Growth is considered inclusive when individuals, regardless of their socio-economic background, have an equal opportunity to progress. Poverty, inequality and social mobility are the main components of inclusive growth. Studies show that children from socio-economically disadvantaged backgrounds tend to underperform at school, which hinders their prospects for better education at a later stage and leads to lower employability. Moreover, people with lower education have worse health and live shorter lives (Darvas and Wolff, 2016). In more unequal societies with higher shares of people living in poor households, social mobility also tends to be lower (Corak, 2013). Investing in financial education throughout individuals’ lives, particularly at an early age, increases financial knowledge overall and influences decisionmaking later in life (Van Rooij et al, 2009).

This has major implications for inclusiveness, though the impact varies depending on country, socio-economic level and circumstances related to birth. Why is financial literacy important for inclusive growth? We argue that giving people the education and tools to better navigate the increasingly complex financial world is one of the pre-conditions to achieving inclusive growth. For the poor and disadvantaged, increased financial literacy means improved opportunities to access the benefits of economic growth. Surveys confirm that less educated and lower-income people tend to score lower on financial literacy than the rest of the population. In addition, adult women score lower than men on average and for all age groups, and are more likely than men to answer ‘don’t know’. There is a strong age bias – younger respondents do worse than older respondents – and a locale bias, with rural respondents tending to do worse than urban dwellers. In US, there is racial bias, with white and Asian cohorts tending to perform better than blacks and Hispanics. In Europe, school children from migrant backgrounds underperform compared to natives. In light of these findings, we examine financial literacy in relation to the most important elements of inclusive growth, namely inequality, poverty and social exclusion and social mobility. There is a clear negative relationship between financial literacy scores and inequality in the EU. Countries performing better at financial literacy also tend to have lower inequality.

Financial literacy scores are also strongly associated with poverty and social exclusion indicators. One of the five Europe 2020 targets is to “lift at least 20 million people out of poverty by 2020”. The headline indicator to measure the progress is the rate of people at risk of poverty (AROP) in each country. The findings suggest that countries performing better at financial literacy have lower shares of population at risk of poverty. Actively investing in financial education and literacy programmes might serve as one of the tools to reach the Europe 2020 targets.

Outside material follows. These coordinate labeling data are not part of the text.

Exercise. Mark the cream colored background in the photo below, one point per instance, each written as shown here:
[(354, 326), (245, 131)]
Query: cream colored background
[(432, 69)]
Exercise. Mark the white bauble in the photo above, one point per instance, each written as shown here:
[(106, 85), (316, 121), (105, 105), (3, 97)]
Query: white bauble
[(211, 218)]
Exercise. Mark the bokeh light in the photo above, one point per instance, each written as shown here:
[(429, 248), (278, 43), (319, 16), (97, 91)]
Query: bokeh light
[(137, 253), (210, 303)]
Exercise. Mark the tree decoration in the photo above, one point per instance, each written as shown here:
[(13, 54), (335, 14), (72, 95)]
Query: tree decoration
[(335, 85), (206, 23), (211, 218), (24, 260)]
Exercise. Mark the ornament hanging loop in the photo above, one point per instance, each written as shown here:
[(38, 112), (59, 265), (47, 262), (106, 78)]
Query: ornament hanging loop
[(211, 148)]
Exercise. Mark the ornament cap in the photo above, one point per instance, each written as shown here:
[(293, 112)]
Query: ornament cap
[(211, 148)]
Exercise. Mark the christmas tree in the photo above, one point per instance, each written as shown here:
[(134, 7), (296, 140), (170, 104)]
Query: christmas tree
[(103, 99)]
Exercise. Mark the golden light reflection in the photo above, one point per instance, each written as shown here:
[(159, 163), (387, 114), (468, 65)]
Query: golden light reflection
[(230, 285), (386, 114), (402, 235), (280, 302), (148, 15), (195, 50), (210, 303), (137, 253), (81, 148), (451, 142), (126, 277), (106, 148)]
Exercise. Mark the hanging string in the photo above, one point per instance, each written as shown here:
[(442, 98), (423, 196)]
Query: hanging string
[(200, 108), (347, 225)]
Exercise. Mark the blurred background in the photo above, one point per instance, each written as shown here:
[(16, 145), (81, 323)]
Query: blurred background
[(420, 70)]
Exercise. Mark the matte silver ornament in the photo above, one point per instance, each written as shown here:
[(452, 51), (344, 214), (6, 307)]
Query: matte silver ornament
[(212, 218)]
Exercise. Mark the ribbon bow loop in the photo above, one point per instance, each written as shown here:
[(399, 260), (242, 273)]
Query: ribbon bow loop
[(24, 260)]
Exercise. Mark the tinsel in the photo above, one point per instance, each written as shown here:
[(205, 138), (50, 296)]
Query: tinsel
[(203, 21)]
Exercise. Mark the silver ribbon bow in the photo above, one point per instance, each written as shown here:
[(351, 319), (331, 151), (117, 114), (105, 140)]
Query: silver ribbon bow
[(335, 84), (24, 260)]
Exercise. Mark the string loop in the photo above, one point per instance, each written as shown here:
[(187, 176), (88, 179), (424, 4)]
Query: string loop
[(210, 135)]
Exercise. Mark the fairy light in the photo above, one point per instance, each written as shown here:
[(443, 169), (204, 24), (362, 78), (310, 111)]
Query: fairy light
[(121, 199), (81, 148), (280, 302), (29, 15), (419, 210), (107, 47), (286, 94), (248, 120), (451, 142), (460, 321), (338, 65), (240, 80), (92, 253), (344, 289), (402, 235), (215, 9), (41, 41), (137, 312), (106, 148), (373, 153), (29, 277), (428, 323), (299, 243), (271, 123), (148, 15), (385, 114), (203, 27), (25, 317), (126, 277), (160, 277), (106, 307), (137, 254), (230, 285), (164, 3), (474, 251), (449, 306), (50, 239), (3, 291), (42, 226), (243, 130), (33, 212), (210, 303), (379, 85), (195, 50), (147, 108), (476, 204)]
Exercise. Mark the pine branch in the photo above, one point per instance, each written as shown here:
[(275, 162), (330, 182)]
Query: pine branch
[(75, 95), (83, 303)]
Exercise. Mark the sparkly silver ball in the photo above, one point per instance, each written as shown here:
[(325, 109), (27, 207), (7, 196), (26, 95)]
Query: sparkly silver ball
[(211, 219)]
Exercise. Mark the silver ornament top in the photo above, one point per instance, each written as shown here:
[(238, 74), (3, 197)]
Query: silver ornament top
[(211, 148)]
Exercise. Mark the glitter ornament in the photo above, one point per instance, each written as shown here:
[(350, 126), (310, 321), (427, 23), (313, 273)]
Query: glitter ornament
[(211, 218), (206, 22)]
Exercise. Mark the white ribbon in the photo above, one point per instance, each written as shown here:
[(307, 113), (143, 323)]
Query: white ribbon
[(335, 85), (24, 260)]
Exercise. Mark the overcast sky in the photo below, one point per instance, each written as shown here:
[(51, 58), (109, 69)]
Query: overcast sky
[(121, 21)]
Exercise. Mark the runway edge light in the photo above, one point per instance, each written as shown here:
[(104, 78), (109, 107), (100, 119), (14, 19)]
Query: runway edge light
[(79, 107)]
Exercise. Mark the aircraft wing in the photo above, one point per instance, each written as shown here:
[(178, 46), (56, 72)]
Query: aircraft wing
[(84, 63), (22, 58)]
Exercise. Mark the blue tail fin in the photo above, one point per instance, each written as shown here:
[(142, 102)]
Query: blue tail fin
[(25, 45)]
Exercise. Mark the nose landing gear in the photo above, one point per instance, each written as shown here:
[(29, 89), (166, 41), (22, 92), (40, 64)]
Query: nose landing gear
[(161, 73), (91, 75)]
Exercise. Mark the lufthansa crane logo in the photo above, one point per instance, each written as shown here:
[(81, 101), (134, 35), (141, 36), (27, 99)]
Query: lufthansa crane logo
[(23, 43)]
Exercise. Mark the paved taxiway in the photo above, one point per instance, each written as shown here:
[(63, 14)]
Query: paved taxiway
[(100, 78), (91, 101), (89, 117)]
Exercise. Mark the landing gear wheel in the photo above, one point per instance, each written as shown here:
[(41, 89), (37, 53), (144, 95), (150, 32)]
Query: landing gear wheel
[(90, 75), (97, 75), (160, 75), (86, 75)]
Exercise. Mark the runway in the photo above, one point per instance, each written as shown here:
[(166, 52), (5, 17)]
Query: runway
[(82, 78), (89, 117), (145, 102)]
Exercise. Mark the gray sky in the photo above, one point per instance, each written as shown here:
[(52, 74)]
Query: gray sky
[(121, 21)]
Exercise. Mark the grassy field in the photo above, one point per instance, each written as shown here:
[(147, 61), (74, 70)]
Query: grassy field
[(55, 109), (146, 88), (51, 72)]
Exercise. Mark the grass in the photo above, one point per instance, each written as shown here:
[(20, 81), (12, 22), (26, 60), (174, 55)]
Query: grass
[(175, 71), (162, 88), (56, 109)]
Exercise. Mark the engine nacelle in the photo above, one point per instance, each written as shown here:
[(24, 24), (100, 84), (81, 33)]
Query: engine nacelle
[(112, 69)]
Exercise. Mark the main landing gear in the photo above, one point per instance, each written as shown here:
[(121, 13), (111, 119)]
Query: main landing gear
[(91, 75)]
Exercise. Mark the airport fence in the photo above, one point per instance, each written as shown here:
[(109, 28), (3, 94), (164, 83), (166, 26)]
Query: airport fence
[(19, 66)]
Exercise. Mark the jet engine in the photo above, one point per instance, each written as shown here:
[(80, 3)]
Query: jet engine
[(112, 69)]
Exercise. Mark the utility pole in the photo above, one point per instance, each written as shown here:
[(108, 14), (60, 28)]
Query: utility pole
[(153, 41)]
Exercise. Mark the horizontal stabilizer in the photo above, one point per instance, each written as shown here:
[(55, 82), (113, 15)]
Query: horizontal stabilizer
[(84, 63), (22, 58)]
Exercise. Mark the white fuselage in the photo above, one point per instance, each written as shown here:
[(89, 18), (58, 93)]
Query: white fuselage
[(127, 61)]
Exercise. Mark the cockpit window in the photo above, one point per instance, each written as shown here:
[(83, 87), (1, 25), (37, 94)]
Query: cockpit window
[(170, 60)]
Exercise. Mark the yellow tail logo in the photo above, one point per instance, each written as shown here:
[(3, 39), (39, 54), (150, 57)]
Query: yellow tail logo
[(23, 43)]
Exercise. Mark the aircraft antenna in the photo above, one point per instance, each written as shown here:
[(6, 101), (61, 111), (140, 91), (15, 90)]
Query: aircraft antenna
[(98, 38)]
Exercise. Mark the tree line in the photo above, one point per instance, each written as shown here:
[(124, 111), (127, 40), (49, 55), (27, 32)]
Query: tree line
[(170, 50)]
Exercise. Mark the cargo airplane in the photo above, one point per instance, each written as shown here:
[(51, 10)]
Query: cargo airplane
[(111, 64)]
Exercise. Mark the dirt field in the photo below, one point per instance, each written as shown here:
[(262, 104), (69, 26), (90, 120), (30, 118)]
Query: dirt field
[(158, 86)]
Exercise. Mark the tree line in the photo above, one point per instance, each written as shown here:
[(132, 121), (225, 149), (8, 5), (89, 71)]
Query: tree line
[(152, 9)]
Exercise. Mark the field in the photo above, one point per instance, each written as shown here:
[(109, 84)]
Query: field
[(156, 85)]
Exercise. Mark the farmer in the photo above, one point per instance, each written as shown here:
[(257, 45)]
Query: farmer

In addition to the AROP indicator, we look at another measure of vulnerability and social exclusion: the severe material deprivation rate. We reach a similar conclusion, that the financial literacy score is negatively associated with the severe material deprivation rate. There is a visible negative relationship between individuals’ social mobility, proxied by the correlation between students’ maths test scores and socio-economic backgrounds, and countries’ financial literacy scores. In countries with higher financial literacy scores, the relationship between wealth and maths scores is less pronounced. As such, socio-economic circumstances related to birth have an impact on financial literacy. Unsurprisingly, socio-economically advantaged students and those from non-immigrant background tended to score better than their peers.

Financial literacy is financial education, such as basic economics, statistics and numeracy skills combined with the ability to employ these skills in making financial decisions. Research has shown that as people become more financially literate, they make better saving and borrowing decisions, are more likely to plan for retirement and hold more diverse assets in their balance sheet. As more and more households are asked to make their own decisions about such issues, financial illiteracy can become a serious threat to their life-time welfare.